Nous nous intéresserons donc en premier lieu à la ville en tant qu'elle est toujours-déjà en
représentation. Depuis les travaux sur l'histoire de la ville par Max Weber (1958), la ville peut
être considérée en théorie sociologique comme un « universel évolutif » (Parsons 1964) qui
permet aux individus de vivre ensemble sans avoir à se connaître et sans être liés par des
liens de famille. L'émergence de la ville constitua à ce titre une rupture radicale dans
l'histoire des sociétés tribales. Après s'être réorganisées politiquement et économiquement
autour des palais selon une dynamique centre/périphérie, celles-ci se sont ensuite
redistribuées autour des cités elles-mêmes (toujours en cherchant à se rapprocher des
palais et des fortifications – et sans doute de la gestion des systèmes d'irrigation), si bien
que ces sociétés nouvelles ont été peu à peu portées par une dynamique de développement
économique, politique et cultuel autonome qui a progressivement transformé la société
tribale en une société antique (Benevolo 1980 ; et Tilly 1992 pour des développements plus
récents).
S'ils souhaitaient vivre en bonne entente, les individus des sociétés tribales devaient soit se
connaître personnellement, soit tuer « l'autre » avant d'être tués par un groupe rival, soit
accorder à cet « autre » le statut d'« invité » ou de « visiteur » pour différer le moment où
l'autre les tuerait ou serait tué par eux. Il était en revanche impossible d'être à l'aise dans le
voisinage d'étrangers, ne serait-ce que parce que la catégorie même d'« étranger » n'existait
pas (Simmel 1950; Stichweh 1977, 2010) ; en lieu et place, les sociétés primitives
désignaient « l'autre » comme un « barbare » qu'on devait tenir à distance.
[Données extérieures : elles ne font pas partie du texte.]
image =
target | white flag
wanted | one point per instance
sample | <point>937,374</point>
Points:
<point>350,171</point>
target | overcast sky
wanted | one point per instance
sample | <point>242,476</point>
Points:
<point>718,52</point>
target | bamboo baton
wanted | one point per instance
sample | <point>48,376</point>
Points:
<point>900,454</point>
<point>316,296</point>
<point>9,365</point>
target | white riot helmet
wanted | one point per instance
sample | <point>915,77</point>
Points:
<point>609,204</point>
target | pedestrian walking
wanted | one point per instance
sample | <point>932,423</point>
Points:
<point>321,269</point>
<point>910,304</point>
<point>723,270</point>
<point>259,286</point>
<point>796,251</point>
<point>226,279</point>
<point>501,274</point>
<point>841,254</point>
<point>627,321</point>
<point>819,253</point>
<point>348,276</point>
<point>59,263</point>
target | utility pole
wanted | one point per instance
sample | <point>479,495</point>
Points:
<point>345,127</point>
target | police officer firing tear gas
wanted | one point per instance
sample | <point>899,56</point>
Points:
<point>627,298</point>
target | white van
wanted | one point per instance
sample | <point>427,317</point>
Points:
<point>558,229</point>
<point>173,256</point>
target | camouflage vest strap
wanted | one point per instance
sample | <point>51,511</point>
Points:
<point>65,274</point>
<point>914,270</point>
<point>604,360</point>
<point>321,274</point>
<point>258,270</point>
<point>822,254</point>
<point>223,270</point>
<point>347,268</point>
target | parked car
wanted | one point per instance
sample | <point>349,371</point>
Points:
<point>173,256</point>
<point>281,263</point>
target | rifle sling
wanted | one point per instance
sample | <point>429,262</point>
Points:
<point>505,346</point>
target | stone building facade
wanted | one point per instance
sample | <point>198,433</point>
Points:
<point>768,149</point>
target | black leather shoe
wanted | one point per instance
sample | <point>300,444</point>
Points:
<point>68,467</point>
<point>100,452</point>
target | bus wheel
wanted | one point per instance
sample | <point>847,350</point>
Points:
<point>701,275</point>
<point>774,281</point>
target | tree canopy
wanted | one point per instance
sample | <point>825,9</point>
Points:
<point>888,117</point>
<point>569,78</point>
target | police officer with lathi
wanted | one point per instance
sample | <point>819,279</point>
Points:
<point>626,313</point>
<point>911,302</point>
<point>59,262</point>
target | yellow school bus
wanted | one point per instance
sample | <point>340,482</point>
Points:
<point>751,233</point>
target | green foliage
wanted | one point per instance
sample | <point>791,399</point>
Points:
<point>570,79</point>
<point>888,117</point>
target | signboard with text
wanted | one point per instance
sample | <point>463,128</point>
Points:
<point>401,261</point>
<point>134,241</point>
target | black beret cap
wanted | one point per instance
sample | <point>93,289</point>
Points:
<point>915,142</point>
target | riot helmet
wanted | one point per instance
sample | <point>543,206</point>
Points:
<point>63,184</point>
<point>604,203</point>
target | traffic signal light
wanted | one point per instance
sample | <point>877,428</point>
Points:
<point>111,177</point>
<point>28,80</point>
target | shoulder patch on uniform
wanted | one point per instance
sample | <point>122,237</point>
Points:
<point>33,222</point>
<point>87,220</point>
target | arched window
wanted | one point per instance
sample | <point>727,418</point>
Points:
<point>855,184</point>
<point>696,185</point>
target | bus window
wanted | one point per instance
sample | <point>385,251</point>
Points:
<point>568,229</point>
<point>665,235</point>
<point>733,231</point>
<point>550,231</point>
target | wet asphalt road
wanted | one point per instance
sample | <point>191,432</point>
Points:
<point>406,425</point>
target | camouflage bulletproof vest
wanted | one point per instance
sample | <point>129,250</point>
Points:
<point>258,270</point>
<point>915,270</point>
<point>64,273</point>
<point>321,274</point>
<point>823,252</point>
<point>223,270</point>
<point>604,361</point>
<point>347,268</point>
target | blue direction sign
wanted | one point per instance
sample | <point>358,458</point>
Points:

L'apport de la cité antique (et moderne) fut d'enseigner l'art de vivre dans le voisinage
d'étrangers, transformant de fait l' « étranger » en un « inconnu » avec lequel on pouvait
choisir à tout moment de faire connaissance. Ces « inconnus » anonymes qui caractérisent
la vie urbaine achètent l'un à l'autre des biens et (pari plus risqué encore) ils se vendent
mutuellement des biens ; ils envoient leurs enfants dans des écoles où officient des
enseignants que les parents ne connaissent pas (et qui ne connaissent pas les parents) ;
dans les tribunaux, les délinquants acceptent des verdicts prononcés par des juges qu'ils
n'ont jamais rencontrés et qui, dans une large mesure, sont ignorants de leur milieu social.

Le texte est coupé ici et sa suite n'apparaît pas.